This 128 word review has not been unlocked.
This chapter is incredibly funny. Many of your descriptions are vivid and interesting; for example, the description of the dress for the Sadie Hawkins’s dance and of the virile young men of romantic-lore were brilliantly written. Your prose is conversationalist and flows easily.
My only qualm is the occasional use of colloquialisms that seem to detract from the select areas where they are used. For example:
“Once Mom was satisfied Sybil had received sufficient recognition for her outstanding academic achievement, she’d hand Dad my card and all hell would break loose.”
The first clause is very well-written, however, the language of the prose detracts with the second clause. I suspect that you are attempting to create a contrast between the highfalutin superficial bullshit(exemplified by the diction)of your sister compared to the blunt(and humorous)realism that is symbolized by you and the relationship of you and your father; however, a statement that does not rely on common colloquialisms would be more humorous.
Overall, your writing is fantastic. Just avoid commonplace colloquialisms, and these essays, or stories, or whatever this will turn out to be a part of, will be fantastic.
MORE MORE!! LOL I rated you pretty high in almost all the categorys with one exception. The humour/satire option, I rated you lower, since its not a satire at all, and although smile inducing did not make me laugh aloud. That being said I know FOR SURE that the following chapters will make me laugh as you have set up well for the “story of my ridiculous life” novel.
My first impression upon reading the first 2-3 “pages” which equals to the report card part, that this was writted by someone MUCH younger and the immaturity came through. I am not sure if this was intentional, but felt like I was reading a book for the “12-18” age group.
The very first line reads a bit rough for me.
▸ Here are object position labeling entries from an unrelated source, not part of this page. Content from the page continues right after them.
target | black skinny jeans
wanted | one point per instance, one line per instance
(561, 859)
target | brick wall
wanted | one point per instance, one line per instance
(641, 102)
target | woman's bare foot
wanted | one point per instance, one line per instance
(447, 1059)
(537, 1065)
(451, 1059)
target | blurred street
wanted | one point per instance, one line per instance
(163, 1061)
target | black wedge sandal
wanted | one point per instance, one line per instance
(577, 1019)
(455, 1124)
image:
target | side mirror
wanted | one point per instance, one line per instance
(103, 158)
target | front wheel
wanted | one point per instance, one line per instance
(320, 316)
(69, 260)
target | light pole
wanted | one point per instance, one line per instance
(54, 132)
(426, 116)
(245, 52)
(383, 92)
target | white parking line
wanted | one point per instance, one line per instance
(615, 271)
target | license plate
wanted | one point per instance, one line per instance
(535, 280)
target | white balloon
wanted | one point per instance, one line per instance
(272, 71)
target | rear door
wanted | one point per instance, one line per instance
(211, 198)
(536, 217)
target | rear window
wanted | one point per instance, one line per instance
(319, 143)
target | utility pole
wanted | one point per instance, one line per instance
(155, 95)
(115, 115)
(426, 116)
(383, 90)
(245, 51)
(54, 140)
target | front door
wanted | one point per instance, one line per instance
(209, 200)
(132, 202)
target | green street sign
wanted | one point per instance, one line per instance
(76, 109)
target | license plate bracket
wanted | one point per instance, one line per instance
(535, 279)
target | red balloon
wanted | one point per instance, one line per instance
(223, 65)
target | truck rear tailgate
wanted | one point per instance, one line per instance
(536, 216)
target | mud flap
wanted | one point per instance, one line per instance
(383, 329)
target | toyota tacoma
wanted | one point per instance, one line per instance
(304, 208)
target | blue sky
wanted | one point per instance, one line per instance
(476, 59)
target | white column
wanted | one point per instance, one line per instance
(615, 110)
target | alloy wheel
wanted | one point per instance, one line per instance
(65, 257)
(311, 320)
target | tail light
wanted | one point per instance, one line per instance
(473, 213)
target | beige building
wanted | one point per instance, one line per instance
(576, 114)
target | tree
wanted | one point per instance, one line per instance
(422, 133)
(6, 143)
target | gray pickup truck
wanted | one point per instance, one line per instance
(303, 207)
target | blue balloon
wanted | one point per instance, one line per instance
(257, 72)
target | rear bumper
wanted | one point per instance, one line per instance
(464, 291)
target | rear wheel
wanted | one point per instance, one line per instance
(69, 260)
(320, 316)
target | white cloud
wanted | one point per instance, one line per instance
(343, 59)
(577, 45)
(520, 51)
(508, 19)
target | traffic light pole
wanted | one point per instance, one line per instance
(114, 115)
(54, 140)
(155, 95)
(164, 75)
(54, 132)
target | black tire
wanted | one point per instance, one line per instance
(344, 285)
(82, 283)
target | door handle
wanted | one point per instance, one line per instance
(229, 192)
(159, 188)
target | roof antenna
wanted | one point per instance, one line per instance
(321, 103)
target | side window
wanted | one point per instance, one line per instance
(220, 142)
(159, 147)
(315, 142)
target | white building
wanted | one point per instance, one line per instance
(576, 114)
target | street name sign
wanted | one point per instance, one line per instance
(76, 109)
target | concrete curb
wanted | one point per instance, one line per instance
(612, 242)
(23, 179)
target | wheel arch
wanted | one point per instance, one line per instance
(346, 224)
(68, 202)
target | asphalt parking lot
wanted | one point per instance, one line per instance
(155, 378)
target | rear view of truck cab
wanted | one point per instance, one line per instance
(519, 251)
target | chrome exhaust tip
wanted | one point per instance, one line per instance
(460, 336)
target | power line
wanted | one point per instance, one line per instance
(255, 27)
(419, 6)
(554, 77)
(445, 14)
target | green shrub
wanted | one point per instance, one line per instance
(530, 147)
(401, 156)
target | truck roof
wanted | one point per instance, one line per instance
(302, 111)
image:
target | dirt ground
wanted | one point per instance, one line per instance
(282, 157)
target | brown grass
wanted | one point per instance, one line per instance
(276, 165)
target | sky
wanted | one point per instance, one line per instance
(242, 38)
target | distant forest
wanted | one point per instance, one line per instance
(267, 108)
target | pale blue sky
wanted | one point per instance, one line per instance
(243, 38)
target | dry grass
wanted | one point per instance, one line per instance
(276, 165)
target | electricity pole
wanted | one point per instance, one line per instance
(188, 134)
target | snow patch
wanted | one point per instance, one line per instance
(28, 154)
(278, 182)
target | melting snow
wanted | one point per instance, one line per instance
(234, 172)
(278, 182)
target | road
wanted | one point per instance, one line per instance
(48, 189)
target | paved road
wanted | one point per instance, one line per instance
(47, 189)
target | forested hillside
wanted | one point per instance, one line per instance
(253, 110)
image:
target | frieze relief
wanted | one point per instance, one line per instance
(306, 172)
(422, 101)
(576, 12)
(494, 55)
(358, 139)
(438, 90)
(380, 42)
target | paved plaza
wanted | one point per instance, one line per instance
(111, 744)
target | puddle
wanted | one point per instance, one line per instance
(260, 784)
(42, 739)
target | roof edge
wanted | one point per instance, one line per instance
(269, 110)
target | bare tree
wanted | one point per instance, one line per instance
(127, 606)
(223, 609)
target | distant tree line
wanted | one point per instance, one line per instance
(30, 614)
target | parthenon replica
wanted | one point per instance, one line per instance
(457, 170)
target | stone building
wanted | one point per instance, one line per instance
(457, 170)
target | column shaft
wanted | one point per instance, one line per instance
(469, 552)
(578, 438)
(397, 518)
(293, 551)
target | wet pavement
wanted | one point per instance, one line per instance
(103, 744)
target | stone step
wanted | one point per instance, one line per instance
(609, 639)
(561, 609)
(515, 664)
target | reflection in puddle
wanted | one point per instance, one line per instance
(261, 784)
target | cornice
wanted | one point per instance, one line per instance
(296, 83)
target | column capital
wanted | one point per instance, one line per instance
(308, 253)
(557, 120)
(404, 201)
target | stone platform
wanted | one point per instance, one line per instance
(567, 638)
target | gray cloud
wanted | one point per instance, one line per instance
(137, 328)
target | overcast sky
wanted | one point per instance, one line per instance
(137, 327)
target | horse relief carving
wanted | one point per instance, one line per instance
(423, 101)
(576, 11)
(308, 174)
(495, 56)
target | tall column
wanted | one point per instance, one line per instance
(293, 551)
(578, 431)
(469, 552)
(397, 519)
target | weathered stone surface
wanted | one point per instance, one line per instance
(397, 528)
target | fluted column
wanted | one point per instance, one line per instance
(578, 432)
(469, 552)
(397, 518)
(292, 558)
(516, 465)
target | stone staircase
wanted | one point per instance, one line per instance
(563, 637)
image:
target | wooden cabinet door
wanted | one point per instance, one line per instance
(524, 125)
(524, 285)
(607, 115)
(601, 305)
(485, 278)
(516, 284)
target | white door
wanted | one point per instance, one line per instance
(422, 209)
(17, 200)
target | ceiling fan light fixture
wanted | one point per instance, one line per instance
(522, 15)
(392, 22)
Maybe sound better “There once was a time…” as “once upon a time” is pretaining to a third person part. Or so it would seem. Following it with “I had trouble..” really threw me off.
The only other thing I found that chopped it up a bit for me, was the repeated use of “virile” although it can work and has good effect, I suggest taking out the middle “virile” usage. The other 2 reapeated are fine, but that third pushed it over for me.
Overall I really liked it, its not TOO gripping, BUT the last paragraph sets up VERY WELL for a great piece and I cannot wait to read more. LOVED the dress part, and the kids behaviours, so true. I am sure plenty of ppl will relate to this, as I pretty much had a childhood EXACTLY like that! lol WEll done,
Eve
This story really amused me. It had me laugh out loud a few times and I found myself smiling, and/or smirking, through out most of it. I loved the attitude, and thought process, of Maud and found her to be a very interesting character. All of the scenes, and situations, really were quite amusing and easy to relate to cause we’ve all met the kids, or been the kids, that thought in these ways, or did some of these things.
A very simple, yet effective, story, thus far, that I enjoyed a lot and would read even more of should you decide to continue along with it. Good job.